Wolff Brandy, Burns John W, Quartana Phillip J, Lofland Kenneth, Bruehl Stephen, Chung Ok Y
Department of Psychology, Rosalind Franklin University of Medicine and Science, 3333 Green Bay Rd, North Chicago, IL 60064, USA.
J Behav Med. 2008 Apr;31(2):105-14. doi: 10.1007/s10865-007-9138-z.

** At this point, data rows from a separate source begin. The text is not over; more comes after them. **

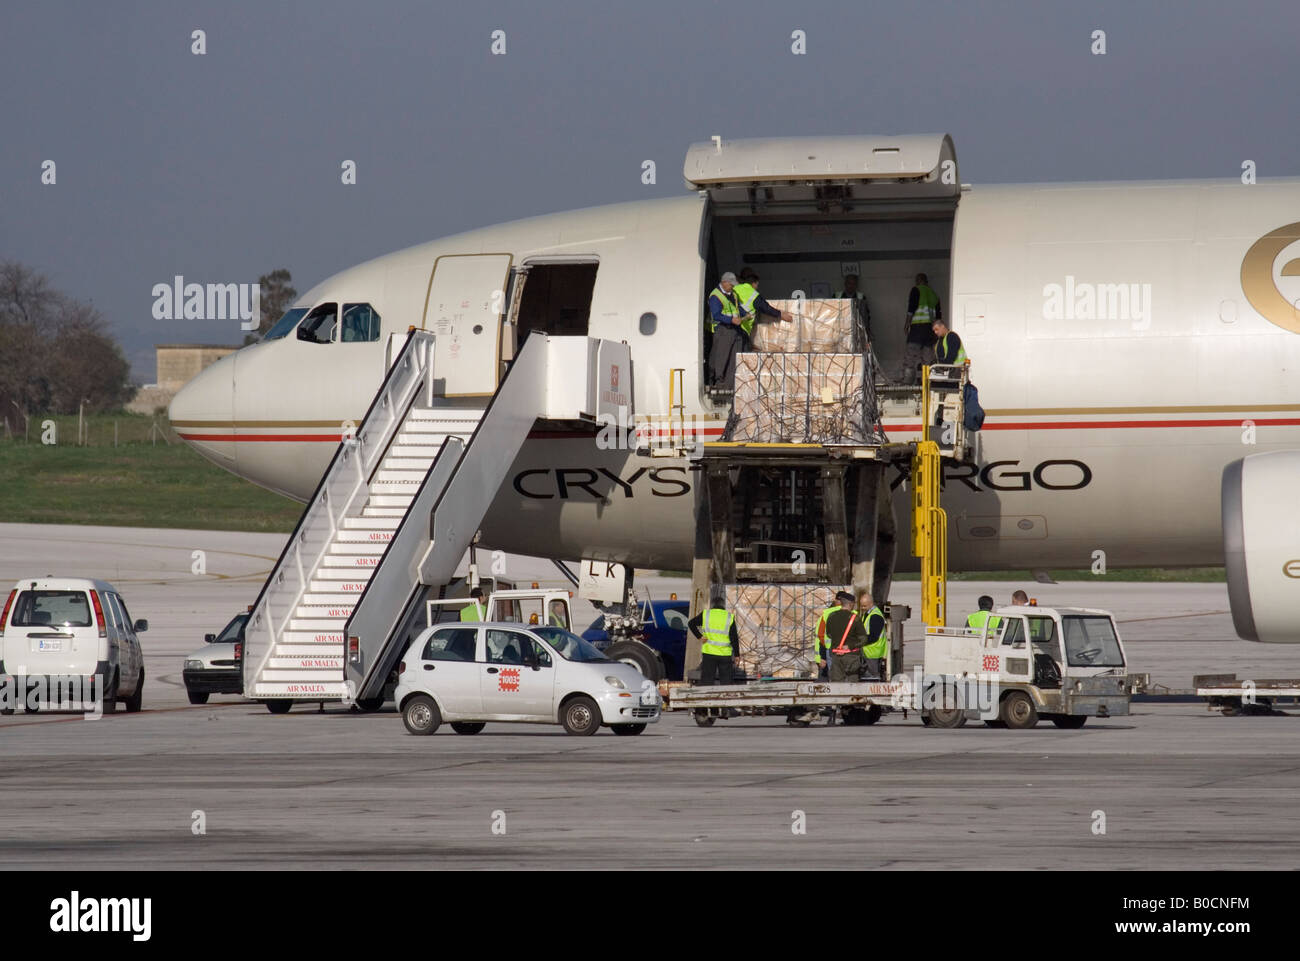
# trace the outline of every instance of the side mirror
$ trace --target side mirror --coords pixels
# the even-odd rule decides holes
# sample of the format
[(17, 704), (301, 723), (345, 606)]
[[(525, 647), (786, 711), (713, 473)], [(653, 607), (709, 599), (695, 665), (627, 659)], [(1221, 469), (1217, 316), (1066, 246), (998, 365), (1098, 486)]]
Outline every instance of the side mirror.
[(145, 631), (149, 630), (149, 622), (141, 618), (135, 622), (134, 630), (137, 634), (143, 634)]
[(213, 641), (215, 641), (215, 640), (217, 639), (217, 635), (215, 635), (215, 634), (204, 634), (204, 635), (203, 635), (203, 639), (204, 639), (205, 641), (207, 641), (209, 644), (211, 644)]

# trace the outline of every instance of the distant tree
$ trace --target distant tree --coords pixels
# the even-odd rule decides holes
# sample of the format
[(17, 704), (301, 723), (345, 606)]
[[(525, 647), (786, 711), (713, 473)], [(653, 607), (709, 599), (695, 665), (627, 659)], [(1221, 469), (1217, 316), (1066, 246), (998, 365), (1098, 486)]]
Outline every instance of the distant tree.
[(298, 291), (293, 289), (292, 280), (293, 276), (283, 267), (257, 278), (257, 282), (262, 285), (262, 317), (257, 333), (246, 336), (244, 343), (252, 344), (261, 340), (298, 299)]
[(102, 314), (29, 267), (0, 263), (0, 417), (16, 431), (37, 412), (120, 407), (129, 365)]

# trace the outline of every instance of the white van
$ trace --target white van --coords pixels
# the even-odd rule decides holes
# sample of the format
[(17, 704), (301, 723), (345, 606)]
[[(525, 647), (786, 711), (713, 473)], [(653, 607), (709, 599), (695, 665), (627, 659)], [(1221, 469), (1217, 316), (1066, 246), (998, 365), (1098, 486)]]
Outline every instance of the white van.
[[(112, 713), (120, 699), (128, 711), (144, 698), (144, 654), (126, 602), (112, 584), (80, 577), (27, 577), (14, 585), (0, 613), (0, 676), (16, 680), (19, 703), (53, 707), (102, 697)], [(91, 678), (97, 678), (93, 686)], [(75, 692), (82, 692), (77, 696)], [(29, 693), (32, 692), (32, 693)], [(6, 713), (13, 703), (4, 705)]]

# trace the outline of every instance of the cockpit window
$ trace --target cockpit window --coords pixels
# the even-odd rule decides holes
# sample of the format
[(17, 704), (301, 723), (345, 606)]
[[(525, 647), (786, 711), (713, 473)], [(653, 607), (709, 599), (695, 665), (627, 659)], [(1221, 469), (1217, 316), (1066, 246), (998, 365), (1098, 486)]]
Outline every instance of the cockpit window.
[(344, 304), (341, 339), (345, 344), (378, 340), (379, 314), (369, 304)]
[(298, 321), (302, 320), (303, 314), (307, 313), (306, 307), (294, 307), (285, 313), (283, 317), (275, 322), (275, 326), (266, 332), (263, 340), (279, 340), (298, 326)]
[(298, 339), (313, 344), (328, 344), (334, 339), (338, 316), (338, 304), (318, 304), (298, 325)]

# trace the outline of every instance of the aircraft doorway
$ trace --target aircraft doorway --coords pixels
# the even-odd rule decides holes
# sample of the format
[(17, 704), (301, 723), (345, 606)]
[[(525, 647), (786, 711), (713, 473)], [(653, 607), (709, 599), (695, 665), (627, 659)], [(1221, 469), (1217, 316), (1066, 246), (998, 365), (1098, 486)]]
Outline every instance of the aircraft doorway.
[(518, 346), (534, 331), (585, 337), (596, 287), (596, 263), (525, 264), (515, 278), (521, 285), (514, 318)]

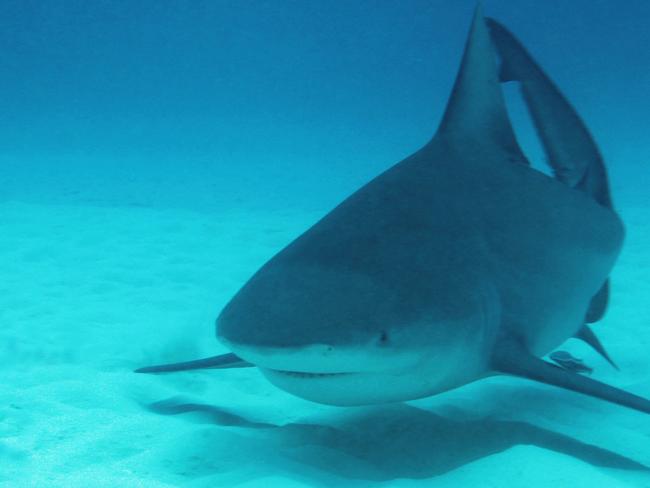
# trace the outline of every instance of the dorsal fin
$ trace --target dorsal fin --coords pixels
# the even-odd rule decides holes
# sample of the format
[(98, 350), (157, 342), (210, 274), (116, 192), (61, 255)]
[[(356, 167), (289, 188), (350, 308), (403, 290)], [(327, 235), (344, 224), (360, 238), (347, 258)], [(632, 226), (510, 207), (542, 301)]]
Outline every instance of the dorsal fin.
[(438, 134), (489, 142), (526, 161), (510, 125), (499, 84), (497, 58), (480, 7)]

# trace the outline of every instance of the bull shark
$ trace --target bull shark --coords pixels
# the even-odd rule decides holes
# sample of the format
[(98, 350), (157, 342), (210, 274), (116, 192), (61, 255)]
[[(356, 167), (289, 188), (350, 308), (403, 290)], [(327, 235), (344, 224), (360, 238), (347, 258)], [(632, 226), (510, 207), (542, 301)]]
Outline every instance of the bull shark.
[[(553, 176), (516, 141), (506, 81), (520, 84)], [(611, 362), (589, 324), (607, 307), (623, 236), (584, 123), (477, 8), (434, 137), (244, 284), (217, 318), (230, 353), (137, 371), (255, 366), (282, 390), (341, 406), (505, 374), (650, 413), (649, 400), (543, 358), (577, 337)]]

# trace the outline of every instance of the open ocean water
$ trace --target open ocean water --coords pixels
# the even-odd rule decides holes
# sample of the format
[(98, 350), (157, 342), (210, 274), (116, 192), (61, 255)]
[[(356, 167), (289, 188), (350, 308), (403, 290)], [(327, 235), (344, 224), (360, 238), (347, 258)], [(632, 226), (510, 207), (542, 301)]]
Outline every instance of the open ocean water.
[[(650, 2), (485, 0), (605, 157), (626, 242), (595, 328), (650, 396)], [(426, 143), (473, 1), (0, 3), (0, 486), (650, 487), (650, 416), (514, 378), (339, 408), (227, 352), (221, 308)], [(544, 156), (505, 92), (534, 165)]]

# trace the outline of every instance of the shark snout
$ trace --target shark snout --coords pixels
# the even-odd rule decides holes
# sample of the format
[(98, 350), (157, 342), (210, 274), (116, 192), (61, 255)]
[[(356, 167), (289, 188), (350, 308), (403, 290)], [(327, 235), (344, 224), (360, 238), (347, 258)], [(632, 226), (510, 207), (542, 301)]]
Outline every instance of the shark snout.
[(418, 311), (419, 295), (402, 297), (389, 280), (272, 261), (221, 311), (217, 338), (301, 398), (400, 401), (457, 384), (458, 348)]
[(362, 274), (272, 261), (223, 308), (217, 336), (242, 346), (338, 350), (379, 342), (396, 322), (393, 302), (382, 283)]
[[(224, 307), (217, 337), (261, 368), (305, 373), (395, 371), (421, 353), (404, 347), (396, 301), (376, 279), (272, 261)], [(421, 356), (421, 354), (420, 354)]]

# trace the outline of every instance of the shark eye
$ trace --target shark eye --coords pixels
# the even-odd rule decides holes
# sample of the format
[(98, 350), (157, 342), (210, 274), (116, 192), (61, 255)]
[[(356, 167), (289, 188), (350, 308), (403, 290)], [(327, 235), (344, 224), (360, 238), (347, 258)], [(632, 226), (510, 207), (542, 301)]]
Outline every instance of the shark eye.
[(381, 334), (379, 334), (379, 345), (380, 346), (388, 345), (388, 332), (386, 332), (385, 330), (382, 330)]

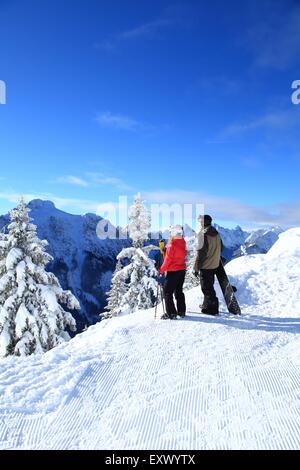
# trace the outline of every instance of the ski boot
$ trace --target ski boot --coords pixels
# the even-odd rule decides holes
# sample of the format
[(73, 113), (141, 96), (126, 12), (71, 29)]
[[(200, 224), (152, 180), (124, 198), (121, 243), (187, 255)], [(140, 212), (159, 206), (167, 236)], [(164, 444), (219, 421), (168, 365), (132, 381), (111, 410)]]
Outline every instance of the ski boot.
[(175, 320), (176, 315), (168, 315), (167, 313), (164, 313), (161, 317), (161, 320)]
[(184, 318), (186, 315), (185, 315), (185, 312), (182, 312), (182, 313), (177, 313), (177, 315), (180, 317), (180, 318)]
[(201, 308), (201, 313), (206, 315), (219, 315), (219, 300), (216, 299), (214, 302), (209, 302), (206, 305), (203, 305)]

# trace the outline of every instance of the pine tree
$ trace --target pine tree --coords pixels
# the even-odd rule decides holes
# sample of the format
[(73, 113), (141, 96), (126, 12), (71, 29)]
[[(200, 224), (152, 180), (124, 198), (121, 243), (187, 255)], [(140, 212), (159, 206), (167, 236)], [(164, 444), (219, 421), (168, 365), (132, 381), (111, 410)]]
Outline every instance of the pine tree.
[(0, 356), (48, 351), (70, 339), (66, 327), (76, 330), (62, 305), (79, 309), (79, 303), (46, 272), (52, 257), (45, 251), (47, 241), (37, 237), (29, 211), (21, 199), (10, 212), (8, 235), (0, 240)]
[(102, 318), (111, 318), (121, 312), (120, 308), (127, 288), (126, 279), (124, 279), (124, 273), (122, 272), (122, 264), (121, 261), (118, 260), (112, 277), (111, 289), (107, 293), (108, 302), (105, 307), (106, 312), (101, 314)]
[[(132, 247), (124, 248), (117, 256), (118, 263), (127, 263), (113, 277), (113, 282), (121, 283), (126, 289), (114, 310), (109, 310), (107, 316), (114, 316), (121, 311), (132, 313), (136, 310), (144, 310), (153, 307), (154, 296), (157, 288), (157, 271), (154, 261), (149, 258), (149, 252), (158, 247), (154, 245), (144, 246), (148, 239), (150, 229), (150, 216), (144, 206), (140, 194), (135, 196), (134, 204), (129, 208), (129, 225), (127, 231), (132, 239)], [(113, 286), (112, 286), (113, 289)], [(116, 299), (116, 295), (114, 297)]]
[(135, 196), (134, 203), (128, 211), (128, 218), (130, 223), (127, 229), (132, 239), (133, 247), (142, 248), (148, 238), (151, 220), (140, 194)]
[(197, 237), (186, 239), (187, 257), (186, 257), (186, 276), (184, 281), (184, 290), (199, 286), (199, 278), (194, 276), (194, 264), (197, 256)]

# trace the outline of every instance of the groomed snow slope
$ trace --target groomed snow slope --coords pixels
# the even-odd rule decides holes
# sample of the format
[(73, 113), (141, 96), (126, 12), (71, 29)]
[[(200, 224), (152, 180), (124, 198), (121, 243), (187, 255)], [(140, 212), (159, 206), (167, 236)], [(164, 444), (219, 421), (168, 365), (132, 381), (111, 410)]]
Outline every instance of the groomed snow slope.
[[(300, 229), (232, 261), (243, 315), (103, 321), (0, 361), (2, 449), (299, 449)], [(160, 307), (161, 311), (161, 307)]]

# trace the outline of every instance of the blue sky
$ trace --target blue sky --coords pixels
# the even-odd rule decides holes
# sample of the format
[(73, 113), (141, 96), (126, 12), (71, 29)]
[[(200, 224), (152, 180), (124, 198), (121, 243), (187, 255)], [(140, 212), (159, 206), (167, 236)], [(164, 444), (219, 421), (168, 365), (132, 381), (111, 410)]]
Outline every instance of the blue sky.
[(0, 213), (119, 195), (300, 224), (300, 4), (0, 0)]

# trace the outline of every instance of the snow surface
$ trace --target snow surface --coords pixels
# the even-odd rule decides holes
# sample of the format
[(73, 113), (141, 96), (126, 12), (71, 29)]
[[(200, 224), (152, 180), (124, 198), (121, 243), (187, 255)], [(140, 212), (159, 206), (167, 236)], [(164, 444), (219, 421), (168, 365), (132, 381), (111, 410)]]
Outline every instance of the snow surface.
[(299, 261), (298, 228), (229, 263), (239, 317), (199, 314), (196, 287), (185, 319), (140, 311), (2, 359), (0, 448), (299, 449)]

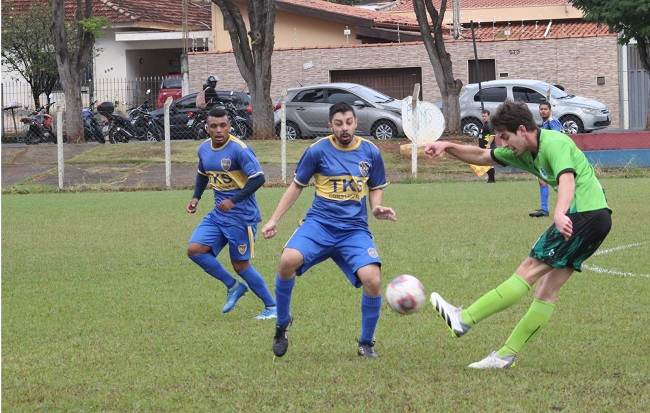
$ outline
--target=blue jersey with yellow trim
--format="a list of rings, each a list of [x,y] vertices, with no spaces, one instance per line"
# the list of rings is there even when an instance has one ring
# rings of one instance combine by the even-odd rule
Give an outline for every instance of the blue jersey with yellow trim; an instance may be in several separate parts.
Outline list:
[[[306,187],[312,177],[316,193],[306,218],[335,223],[341,229],[367,228],[368,192],[388,184],[379,149],[360,137],[349,148],[339,146],[332,135],[309,146],[293,181]]]
[[[207,189],[214,192],[215,208],[211,212],[219,222],[224,224],[254,225],[262,220],[255,194],[238,202],[228,212],[217,208],[224,199],[230,199],[248,182],[249,178],[263,175],[253,150],[241,140],[230,135],[228,141],[220,148],[213,148],[207,139],[199,146],[199,173],[210,181]]]

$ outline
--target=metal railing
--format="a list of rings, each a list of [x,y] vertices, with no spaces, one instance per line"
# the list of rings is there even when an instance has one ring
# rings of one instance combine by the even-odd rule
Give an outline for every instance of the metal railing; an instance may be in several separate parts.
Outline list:
[[[149,99],[153,107],[162,80],[162,76],[99,79],[94,82],[93,87],[82,87],[82,105],[88,106],[94,100],[98,103],[111,101],[115,104],[116,112],[126,113],[129,108],[141,105]],[[47,103],[45,94],[42,94],[39,99],[41,105]],[[62,107],[65,103],[65,95],[61,90],[54,91],[50,100],[59,103],[59,107]],[[52,106],[50,114],[56,119],[55,107]],[[30,85],[24,81],[3,82],[2,109],[2,143],[20,142],[24,135],[20,119],[36,109]],[[79,116],[81,117],[81,113]]]

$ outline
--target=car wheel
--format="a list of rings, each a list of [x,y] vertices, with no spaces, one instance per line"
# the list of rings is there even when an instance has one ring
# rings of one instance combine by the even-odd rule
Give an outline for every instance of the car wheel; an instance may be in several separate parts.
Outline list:
[[[282,125],[278,123],[275,126],[275,134],[278,135],[278,138],[280,138],[280,131],[282,129]],[[288,141],[293,141],[296,139],[302,138],[302,132],[300,132],[300,128],[298,125],[296,125],[293,122],[287,122],[287,140]]]
[[[562,131],[567,135],[585,133],[585,127],[582,121],[575,115],[564,116],[560,119],[560,123],[562,123]]]
[[[460,122],[460,127],[465,135],[471,136],[472,138],[478,138],[483,123],[476,118],[466,118]]]
[[[372,126],[370,134],[373,138],[382,141],[397,138],[397,127],[393,122],[382,119]]]

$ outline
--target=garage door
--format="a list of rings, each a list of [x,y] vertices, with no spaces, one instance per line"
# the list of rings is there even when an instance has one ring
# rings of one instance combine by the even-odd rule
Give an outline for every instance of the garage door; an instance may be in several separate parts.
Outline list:
[[[403,99],[413,94],[416,83],[422,85],[420,67],[400,67],[393,69],[330,70],[332,82],[358,83],[376,89],[395,99]],[[420,88],[420,99],[422,88]]]

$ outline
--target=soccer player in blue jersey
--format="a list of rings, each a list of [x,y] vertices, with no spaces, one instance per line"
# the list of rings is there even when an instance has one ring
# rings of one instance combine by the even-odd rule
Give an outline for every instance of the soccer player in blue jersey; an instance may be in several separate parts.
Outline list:
[[[264,172],[253,150],[230,135],[225,110],[211,109],[206,128],[210,139],[199,146],[194,195],[186,210],[190,214],[196,212],[206,187],[214,192],[215,207],[194,230],[187,255],[228,289],[222,312],[232,310],[250,288],[264,302],[264,310],[255,318],[274,319],[275,299],[249,262],[255,252],[257,223],[262,220],[255,191],[264,185]],[[226,244],[233,269],[245,282],[237,281],[217,260]]]
[[[559,120],[555,119],[552,115],[551,103],[548,101],[543,101],[539,104],[539,116],[542,118],[542,129],[556,130],[562,132],[562,124]],[[528,214],[528,216],[533,218],[547,217],[548,216],[548,195],[550,190],[546,182],[541,179],[537,180],[539,184],[539,205],[540,208]]]
[[[293,318],[291,294],[296,275],[331,258],[361,295],[359,356],[377,358],[374,334],[381,309],[381,261],[368,229],[368,206],[375,218],[396,221],[395,211],[382,206],[386,187],[384,161],[370,141],[354,135],[358,120],[347,103],[330,107],[332,135],[312,144],[296,166],[271,219],[262,227],[264,238],[277,233],[280,219],[313,178],[316,194],[300,226],[285,244],[275,276],[278,319],[273,353],[282,357],[289,346],[287,328]]]
[[[454,337],[466,334],[480,321],[505,310],[525,297],[537,283],[526,315],[503,347],[472,363],[475,369],[505,369],[549,322],[560,289],[574,271],[602,244],[612,226],[594,168],[575,142],[558,131],[539,129],[523,102],[506,100],[491,119],[495,135],[503,143],[497,149],[480,149],[451,142],[427,143],[425,153],[436,157],[447,152],[476,165],[512,165],[531,172],[557,190],[553,225],[540,236],[514,274],[466,309],[446,302],[438,293],[431,303]]]

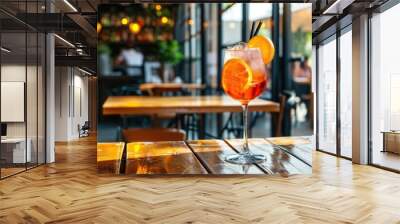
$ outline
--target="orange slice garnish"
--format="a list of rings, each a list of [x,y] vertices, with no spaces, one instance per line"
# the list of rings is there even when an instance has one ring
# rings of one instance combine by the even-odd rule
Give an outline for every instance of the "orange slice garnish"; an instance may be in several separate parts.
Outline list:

Catastrophizing about pain is related to elevated pain severity and poor adjustment among chronic pain patients, but few physiological mechanisms by which pain catastrophizing maintains and exacerbates pain have been explored. We hypothesized that resting levels of lower paraspinal muscle tension and/or lower paraspinal and cardiovascular reactivity to emotional arousal may: (a) mediate links between pain catastrophizing and chronic pain intensity; (b) moderate these links such that only patients described by certain combinations of pain catastrophizing and physiological indexes would report pronounced chronic pain. Chronic low back pain patients (N = 97) participated in anger recall and sadness recall interviews while lower paraspinal and trapezius EMG and systolic blood pressure (SBP), diastolic blood pressure (DBP) and heart rate (HR) were recorded. Mediation models were not supported. However, pain catastrophizing significantly interacted with resting lower paraspinal muscle tension to predict pain severity such that high catastrophizers with high resting lower paraspinal tension reported the greatest pain. Pain catastrophizing also interacted with SBP, DBP and HR reactivity to affect pain such that high catastrophizers who showed low cardiovascular reactivity to the interviews reported the greatest pain. Results support a multi-variable profile approach to identifying pain catastrophizers at greatest risk for pain severity by virtue of resting muscle tension and cardiovascular stress function.
对疼痛灾难化的认知与慢性疼痛患者疼痛严重程度的升高及适应不良有关,但疼痛灾难化维持和加剧疼痛的生理机制鲜有研究。我们假设,脊柱旁肌肉静息张力水平较低和/或脊柱旁及心血管系统对情绪唤起的反应性较低可能:(a)介导疼痛灾难化与慢性疼痛强度之间的联系;(b)调节这些联系,使得只有那些在疼痛灾难化和生理指标方面有特定组合的患者才会报告明显的慢性疼痛。慢性下背痛患者(N = 97)参与了愤怒回忆和悲伤回忆访谈,同时记录脊柱旁和斜方肌的肌电图以及收缩压(SBP)、舒张压(DBP)和心率(HR)。中介模型未得到支持。然而,疼痛灾难化与脊柱旁肌肉静息张力显著相互作用,以预测疼痛严重程度,即脊柱旁静息张力高且灾难化认知程度高的患者报告的疼痛最为严重。疼痛灾难化还与SBP、DBP和HR反应性相互作用,影响疼痛程度,即对访谈表现出低心血管反应性的高灾难化认知患者报告的疼痛最为严重。研究结果支持一种多变量概况方法,即通过静息肌肉张力和心血管应激功能来识别疼痛严重程度风险最高的疼痛灾难化认知患者。